American-Panamanian basketball player

Gyno Pomare (born April 5, 1986) is an American-Panamanian professional basketball player. He is last played professionally with the Yamagata Wyverns of the B.League

==College career==
Gyno (g-no) Pomare was a four-year player with the University of San Diego. He originally committed to the Toreros out of El Camino High School for the 2004 season, but sat out the 2004–05 season as a redshirt. In his first full season with the school, 2005–06, he averaged 10.4 points and 5 rebounds per game en route to being named to the All-West Coast Conference Freshman Team.

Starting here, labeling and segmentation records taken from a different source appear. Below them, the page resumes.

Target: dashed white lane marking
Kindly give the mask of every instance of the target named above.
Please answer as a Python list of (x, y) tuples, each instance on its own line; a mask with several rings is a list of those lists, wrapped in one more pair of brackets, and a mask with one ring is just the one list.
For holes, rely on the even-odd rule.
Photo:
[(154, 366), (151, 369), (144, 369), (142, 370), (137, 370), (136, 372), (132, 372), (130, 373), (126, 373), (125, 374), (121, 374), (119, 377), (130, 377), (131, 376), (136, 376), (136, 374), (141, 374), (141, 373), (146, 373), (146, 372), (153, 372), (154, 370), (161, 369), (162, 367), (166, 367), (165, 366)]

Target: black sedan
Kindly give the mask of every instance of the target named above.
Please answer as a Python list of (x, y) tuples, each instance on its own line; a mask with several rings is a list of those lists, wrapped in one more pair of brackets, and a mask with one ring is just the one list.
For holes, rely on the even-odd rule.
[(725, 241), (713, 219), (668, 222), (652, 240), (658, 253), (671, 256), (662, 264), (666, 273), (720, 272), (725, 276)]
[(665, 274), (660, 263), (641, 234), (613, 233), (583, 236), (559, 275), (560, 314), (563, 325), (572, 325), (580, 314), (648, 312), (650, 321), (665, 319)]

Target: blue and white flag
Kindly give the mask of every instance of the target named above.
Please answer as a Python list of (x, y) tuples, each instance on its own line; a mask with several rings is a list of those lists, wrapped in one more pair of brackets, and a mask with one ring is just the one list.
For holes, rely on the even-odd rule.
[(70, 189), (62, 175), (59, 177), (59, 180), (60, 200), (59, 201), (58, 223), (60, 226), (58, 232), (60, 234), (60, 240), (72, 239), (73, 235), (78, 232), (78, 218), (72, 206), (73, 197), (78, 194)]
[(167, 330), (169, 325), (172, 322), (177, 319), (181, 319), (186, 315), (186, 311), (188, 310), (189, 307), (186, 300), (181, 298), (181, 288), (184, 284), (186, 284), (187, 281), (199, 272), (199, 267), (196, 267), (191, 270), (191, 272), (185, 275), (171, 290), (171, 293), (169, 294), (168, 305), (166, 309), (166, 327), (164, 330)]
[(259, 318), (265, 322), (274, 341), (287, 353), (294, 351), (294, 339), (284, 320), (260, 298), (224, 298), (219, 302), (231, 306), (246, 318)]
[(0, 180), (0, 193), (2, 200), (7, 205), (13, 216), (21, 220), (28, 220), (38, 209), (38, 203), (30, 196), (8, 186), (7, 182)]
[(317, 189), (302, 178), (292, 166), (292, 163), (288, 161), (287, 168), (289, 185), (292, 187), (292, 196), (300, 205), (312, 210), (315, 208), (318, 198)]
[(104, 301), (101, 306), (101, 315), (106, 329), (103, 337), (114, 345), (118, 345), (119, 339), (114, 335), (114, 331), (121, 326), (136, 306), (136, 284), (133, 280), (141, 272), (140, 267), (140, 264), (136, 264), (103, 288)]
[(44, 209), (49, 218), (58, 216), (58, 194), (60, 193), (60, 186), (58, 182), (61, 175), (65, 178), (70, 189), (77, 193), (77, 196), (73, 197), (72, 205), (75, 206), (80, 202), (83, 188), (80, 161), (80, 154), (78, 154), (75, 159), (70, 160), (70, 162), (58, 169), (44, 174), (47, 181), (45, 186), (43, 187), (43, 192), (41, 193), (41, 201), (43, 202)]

Pomare had a prolific career with the Toreros, eventually ending as the school's all-time leading scorer. He was the first player San Diego player since Scott Thompson (1985–87) to be named to the All-Conference Team three times. He also led the team to the 2008 NCAA Men's Division I Basketball Tournament where he scored a game-high 22 points on 10-12 shooting for the #13 seed Toreros in a first round upset over the University of Connecticut.

==Professional career==
Although Pomare was a dark horse candidate for the 2009 NBA draft, he went undrafted. On August 18, 2009, the Sendai 89ers of the Japanese bj league, the top flight of Japanese basketball, announced that had signed Pomare for the 2009–10 season.

==National team career==
Pomare, was eligible to play for the Panama men's national basketball team. He first participated with the team at the 2009 COCABA Championship. He also participated with the team at the FIBA Americas Championship 2009. In 2011, he was signed by Quilmes de Mar del Plata in the Torneo Nacional de Ascenso (Argentina).